The aim of this systematic review focused on comprehensively appraising efficacy and safety of PDE5 inhibitors in patients with SCI. In the present review, a large portion of ED patients secondary to SCI greatly benefited from PDE5 inhibitors (sildenafil, vardenafil or tadalafil). Overall, patients receiving PDE5 inhibitors had a higher percentage of positive response to GEQ, compared with men allocated to the placebos groups. In addition, significant improvements were found in key secondary efficacy end points of SEP2 and SEP3 for PDE5 inhibitor treatment groups. Therefore, our results show that PDE5 inhibitors could significantly improve erectile function in SCI patients compared with placebo. All researchers instructed patients to take PDE5 inhibitors as needed approximately 1 h or at least 45 min prior to sexual activity, and no trial using once-a-day administration was included. Whether once-a-day administration of PDE5 inhibitors could improve penile erection is still obscure, and new trials are needed to address this issue.

Safety data from the trials in this meta-analysis suggest that PDE5 inhibitor administration was generally well tolerated. Despite significant greater incidences of some adverse events observed, most adverse events were mild to moderate and transient. The most commonly reported adverse events were headache, flushing and gastrointestinal discomfort. Only four cases of discontinuation due to serious adverse events were reported in about 600 men receiving PDE5 inhibitors included in this review. Moreover, it is reported in a study that the frequency of these PDE5 inhibitor-characteristic adverse events declined over the course of study.28 A majority of included RCTs suggested no clinically significant changes in heart rate, blood pressure and laboratory tests in the PDE5 inhibitors groups.

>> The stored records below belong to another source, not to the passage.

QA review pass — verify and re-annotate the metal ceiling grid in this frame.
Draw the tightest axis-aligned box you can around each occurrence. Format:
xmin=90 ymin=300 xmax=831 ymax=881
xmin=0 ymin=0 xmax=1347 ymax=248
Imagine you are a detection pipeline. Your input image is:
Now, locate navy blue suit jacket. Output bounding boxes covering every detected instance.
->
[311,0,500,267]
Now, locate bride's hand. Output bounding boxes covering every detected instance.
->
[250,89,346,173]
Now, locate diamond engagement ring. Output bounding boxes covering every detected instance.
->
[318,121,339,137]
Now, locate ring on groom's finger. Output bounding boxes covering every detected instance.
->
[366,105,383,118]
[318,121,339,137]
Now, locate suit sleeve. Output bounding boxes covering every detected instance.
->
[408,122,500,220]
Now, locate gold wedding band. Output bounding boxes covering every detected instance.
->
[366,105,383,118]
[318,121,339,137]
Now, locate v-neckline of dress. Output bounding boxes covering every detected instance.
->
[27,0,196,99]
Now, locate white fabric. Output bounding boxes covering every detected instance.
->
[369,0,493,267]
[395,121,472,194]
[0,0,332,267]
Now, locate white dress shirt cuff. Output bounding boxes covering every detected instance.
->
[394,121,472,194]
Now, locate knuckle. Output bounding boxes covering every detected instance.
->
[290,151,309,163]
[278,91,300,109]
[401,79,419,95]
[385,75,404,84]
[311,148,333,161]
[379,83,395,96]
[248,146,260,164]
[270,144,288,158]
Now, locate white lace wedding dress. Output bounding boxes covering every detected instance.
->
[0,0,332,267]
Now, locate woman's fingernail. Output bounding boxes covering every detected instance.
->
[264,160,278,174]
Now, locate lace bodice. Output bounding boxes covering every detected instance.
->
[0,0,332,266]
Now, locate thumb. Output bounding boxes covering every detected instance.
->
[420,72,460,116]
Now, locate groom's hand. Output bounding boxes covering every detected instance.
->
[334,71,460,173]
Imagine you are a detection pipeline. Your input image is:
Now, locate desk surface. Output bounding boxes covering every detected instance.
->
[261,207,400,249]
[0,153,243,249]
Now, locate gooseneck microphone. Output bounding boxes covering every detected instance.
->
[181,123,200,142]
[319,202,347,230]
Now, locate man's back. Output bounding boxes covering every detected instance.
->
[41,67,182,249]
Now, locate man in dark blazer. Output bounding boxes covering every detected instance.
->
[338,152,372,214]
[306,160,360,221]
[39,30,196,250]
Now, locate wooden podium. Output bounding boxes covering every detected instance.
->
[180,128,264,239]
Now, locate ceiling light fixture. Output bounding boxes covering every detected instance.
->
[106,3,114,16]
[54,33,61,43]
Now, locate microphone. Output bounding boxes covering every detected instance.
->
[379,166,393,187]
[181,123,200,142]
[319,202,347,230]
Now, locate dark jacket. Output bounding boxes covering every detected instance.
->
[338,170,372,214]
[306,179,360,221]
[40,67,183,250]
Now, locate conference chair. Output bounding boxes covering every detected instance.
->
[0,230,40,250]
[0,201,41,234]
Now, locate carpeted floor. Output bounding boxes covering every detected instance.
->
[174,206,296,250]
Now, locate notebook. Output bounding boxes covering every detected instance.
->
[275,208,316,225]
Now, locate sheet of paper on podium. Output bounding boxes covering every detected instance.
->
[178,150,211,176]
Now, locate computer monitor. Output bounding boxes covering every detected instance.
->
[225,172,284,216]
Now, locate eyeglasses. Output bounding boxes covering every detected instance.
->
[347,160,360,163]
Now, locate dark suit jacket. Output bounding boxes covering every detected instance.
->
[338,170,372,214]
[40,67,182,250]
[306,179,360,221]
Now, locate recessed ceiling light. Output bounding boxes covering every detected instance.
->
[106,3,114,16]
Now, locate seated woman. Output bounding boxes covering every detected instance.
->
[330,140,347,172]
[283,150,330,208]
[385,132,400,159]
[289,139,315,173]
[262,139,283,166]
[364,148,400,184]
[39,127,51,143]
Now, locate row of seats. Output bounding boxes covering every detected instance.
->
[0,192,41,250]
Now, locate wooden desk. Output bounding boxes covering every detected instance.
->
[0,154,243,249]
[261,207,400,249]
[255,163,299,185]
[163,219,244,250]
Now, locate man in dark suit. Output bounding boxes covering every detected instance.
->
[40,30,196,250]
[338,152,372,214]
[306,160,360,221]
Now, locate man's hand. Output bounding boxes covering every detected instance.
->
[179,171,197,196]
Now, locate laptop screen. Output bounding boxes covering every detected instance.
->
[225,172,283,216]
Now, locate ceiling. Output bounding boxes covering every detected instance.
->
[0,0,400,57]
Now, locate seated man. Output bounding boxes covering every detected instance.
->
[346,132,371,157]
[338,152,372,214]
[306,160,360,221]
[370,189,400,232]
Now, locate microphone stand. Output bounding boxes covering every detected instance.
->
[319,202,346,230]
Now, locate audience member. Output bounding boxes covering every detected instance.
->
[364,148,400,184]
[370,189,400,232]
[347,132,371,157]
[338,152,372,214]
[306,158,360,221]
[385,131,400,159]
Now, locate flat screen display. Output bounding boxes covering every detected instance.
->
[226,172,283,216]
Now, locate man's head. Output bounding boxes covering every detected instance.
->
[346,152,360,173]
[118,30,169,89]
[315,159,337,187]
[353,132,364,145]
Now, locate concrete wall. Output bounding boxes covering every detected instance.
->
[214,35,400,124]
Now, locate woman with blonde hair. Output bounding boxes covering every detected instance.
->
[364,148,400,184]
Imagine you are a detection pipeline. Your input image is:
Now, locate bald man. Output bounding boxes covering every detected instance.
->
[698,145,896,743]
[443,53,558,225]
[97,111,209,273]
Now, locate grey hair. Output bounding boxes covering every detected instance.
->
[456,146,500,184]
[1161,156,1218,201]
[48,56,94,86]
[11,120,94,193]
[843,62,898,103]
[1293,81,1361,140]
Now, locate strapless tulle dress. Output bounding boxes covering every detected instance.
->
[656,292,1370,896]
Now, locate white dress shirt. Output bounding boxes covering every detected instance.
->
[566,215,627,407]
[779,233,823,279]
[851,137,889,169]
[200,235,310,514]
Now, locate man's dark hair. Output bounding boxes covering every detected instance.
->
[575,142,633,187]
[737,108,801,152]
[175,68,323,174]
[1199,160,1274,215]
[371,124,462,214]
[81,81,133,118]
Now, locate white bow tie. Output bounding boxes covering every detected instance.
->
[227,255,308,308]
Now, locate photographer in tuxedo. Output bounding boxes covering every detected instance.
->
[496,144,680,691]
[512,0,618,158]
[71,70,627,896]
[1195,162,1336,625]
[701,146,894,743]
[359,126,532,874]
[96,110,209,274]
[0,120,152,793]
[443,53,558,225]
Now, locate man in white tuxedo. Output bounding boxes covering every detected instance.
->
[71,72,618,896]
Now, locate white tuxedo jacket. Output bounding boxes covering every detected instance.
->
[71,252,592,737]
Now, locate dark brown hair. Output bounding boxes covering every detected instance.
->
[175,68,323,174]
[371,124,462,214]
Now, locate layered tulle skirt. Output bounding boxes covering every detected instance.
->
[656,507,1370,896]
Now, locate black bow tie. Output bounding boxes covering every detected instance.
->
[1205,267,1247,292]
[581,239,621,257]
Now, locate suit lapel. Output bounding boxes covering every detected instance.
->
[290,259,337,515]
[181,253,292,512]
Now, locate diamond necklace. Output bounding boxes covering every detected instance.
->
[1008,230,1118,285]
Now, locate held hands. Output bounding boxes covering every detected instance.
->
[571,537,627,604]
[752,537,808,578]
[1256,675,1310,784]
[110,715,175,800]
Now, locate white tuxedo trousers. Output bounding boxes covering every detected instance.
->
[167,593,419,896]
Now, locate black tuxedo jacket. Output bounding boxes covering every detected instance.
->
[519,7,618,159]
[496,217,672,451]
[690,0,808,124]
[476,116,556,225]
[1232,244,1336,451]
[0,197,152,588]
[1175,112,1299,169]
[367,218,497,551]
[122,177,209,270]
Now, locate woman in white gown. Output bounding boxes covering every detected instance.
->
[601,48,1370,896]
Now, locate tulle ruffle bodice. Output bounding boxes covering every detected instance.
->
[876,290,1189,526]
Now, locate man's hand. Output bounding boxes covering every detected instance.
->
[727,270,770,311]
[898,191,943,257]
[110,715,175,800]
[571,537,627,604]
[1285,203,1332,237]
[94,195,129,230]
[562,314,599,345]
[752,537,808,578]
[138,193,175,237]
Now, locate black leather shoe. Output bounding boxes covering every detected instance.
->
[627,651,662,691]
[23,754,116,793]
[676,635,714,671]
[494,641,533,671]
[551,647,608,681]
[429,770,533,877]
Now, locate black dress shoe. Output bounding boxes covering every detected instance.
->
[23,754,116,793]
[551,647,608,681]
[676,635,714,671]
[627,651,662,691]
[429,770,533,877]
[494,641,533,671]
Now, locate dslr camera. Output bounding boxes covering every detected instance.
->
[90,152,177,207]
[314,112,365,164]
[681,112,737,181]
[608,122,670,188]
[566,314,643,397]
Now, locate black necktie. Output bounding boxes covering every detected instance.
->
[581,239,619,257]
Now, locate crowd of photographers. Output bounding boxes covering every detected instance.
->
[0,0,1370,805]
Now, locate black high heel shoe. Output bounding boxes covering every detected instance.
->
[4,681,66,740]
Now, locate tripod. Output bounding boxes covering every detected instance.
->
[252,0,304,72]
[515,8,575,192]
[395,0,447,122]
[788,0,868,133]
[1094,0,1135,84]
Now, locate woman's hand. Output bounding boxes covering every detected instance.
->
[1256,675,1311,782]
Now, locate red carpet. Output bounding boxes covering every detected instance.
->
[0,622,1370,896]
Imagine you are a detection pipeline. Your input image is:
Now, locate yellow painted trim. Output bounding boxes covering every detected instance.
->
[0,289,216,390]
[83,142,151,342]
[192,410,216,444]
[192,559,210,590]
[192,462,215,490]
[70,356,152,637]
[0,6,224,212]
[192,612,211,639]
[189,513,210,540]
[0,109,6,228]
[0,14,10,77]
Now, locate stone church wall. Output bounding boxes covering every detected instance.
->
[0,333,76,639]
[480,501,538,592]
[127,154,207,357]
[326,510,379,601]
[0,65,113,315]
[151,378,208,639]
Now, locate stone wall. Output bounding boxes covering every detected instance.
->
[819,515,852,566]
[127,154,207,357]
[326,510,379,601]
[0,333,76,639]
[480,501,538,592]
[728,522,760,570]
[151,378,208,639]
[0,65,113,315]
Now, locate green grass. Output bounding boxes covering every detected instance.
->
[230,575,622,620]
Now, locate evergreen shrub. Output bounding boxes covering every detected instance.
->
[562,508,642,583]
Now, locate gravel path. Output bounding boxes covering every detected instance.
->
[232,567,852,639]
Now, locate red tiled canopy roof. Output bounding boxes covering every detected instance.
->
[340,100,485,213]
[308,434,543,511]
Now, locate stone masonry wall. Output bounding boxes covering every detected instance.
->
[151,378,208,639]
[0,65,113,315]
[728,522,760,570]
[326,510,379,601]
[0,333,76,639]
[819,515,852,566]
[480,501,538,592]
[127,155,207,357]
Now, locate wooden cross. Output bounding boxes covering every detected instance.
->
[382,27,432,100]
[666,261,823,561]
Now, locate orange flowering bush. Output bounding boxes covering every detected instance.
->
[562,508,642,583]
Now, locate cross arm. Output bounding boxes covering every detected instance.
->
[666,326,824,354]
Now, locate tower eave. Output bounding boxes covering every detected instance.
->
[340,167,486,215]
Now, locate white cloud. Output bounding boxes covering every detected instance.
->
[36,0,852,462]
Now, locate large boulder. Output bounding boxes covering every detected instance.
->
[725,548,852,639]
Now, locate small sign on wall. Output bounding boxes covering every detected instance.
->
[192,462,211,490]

Information on response of GEQ was primarily based on four RCTs,25, 27, 28, 29 and the data on response of SEP were collected from two RCTs,28, 29 and the data on incidence of adverse events synthesized from five articles.24, 25, 26, 28, 29 The reason why we did not analyze efficacy of PDE5 inhibitors with international index of erectile function was that they did not report values of standard deviation, although it has been deemed to have a high degree of sensitivity and specificity for extrapolating treatment-related changes in the erectile function.40

The data in studies included in this meta-analysis all derived from randomized, double-blind, placebo-controlled trials. On the basis of the quality assessment scale developed, the quality of the individual trials in the meta-analysis was conforming. The results of this review acquire great importance from everyday clinical practice. However, some limitations of the present results should be mentioned. First, we did not comment on the differences in efficacy and safety among three PDE5 inhibitors (sildenafil, vardenafil and tadalafil) because no direct comparisons were made in these six trials. Second, as the longest duration of the therapy was 24 weeks, long-term efficacy and safety of PED5 inhibitors cannot be detected. Third, only six RCTs with a limited number of patients assessing the efficacy and safety of PDE5 inhibitors and the data from unpublished trials were not included in the analysis. In addition, we did not determine whether the characteristics of patients are potential risk factors (age, body mass index and other baseline parameters) that could influence the results. Finally, the efficacy of daily treatment with PDE5 inhibitors was not assessed because of a lack of relevant studies. Futher high-quality trials with larger samples from all over the world are proposed to learn more about the efficacy and safety of the therapies for ED secondary to SCI.

Conclusions

This systematic review and meta-analysis indicate that PDE5 inhibitors are effective to treat ED secondary to SCI compared with placebo, as measured by response to GEQ, SEP2 and SEP3. PDE5 inhibitors can be deemed as the first choice in the treatment of ED patients with SCI. In addition, adverse events were transient and serious adverse events were few, which showed that PDE5 inhibitors were well tolerated. Further high-quality studies are expected to evaluate the long-term outcomes, relationship between the outcomes and characteristic of patients and efficacy of once daily PDE5 inhibitors in treatment of ED secondary to SCI.